Jérôme Thibouville-Lamy (JTL) – un incubateur d'excellence pour la lutherie

Bien sûr, cette pratique a entraîné une grande confusion quant à la provenance de nombreux violons, ce qui n'est certainement pas indésirable pour la vente des instruments, mais à certains égards, c'est certainement vrai. En fait, les ateliers de J.T.L. n'étaient pas seulement des installations de production d'articles de masse lorsque le Jérôme Thibouville-Lamy - comme beaucoup de grandes entreprises européennes similaires de cette époque - est souvent mal compris. C'est plutôt un savoir technique accumulé au fil des générations qui s'y est concentré, apporté par d'excellents luthiers - et en même temps irradié de là, par des maîtres qui ont accompli des parties essentielles de leur formation chez J.T.L. Un exemple intéressant est celui du luthier zurichois Karl Siebenhüner, fils d'Anton Siebenhüner, élève de Lemböck, qui a été employé de George Gemunder à New York pendant de nombreuses années.
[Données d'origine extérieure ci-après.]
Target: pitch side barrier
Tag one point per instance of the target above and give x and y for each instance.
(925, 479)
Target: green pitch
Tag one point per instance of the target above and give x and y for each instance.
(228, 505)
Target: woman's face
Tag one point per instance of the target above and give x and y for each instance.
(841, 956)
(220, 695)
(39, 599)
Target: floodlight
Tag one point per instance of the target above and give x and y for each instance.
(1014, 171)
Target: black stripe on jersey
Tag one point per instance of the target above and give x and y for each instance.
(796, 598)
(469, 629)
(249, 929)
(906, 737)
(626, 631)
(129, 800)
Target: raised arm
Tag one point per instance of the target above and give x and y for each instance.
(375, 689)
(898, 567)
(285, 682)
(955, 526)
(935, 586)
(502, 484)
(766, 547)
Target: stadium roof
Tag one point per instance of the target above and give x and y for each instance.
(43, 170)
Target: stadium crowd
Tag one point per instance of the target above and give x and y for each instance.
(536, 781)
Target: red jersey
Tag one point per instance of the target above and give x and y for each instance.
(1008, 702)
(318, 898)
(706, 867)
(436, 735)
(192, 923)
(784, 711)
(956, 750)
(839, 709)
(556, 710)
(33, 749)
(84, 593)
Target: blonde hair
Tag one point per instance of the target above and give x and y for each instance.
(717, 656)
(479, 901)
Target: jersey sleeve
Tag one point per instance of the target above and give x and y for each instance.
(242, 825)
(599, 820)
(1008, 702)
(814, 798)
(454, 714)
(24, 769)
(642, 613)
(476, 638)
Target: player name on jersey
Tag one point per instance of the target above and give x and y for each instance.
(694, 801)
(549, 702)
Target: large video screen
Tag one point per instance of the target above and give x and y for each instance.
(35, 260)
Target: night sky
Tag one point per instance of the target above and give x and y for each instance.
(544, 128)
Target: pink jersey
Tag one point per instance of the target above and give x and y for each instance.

Même ce fils d'un maître de renommée internationale, plusieurs fois primé, a été envoyé par son père à Mirecourt pour être préparé par J.T.L. à reprendre l'atelier familial. Paul Kaul, qui était employé chez Silvestre & Maucotel au début du XXe siècle et est devenu plus tard célèbre grâce à ses propres ateliers à Nantes et à Paris, a également appris son métier chez J.T.L. - une série qui peut se poursuivre presque indéfiniment avec des noms tels que Marius Didier ou Charles Fétique. Avec leurs ateliers, ces maîtres prouvent que même dans l'industrie de fabrication d'instruments de musique en croissance exponentielle d'une ville comme Mirecourt, il y a toujours eu des ateliers d'artisans traditionnels - et même plus : ils montrent qu'il y a eu un échange entre ces deux approches apparemment inconciliables, ce qui offre beaucoup de matière brute pour la recherche.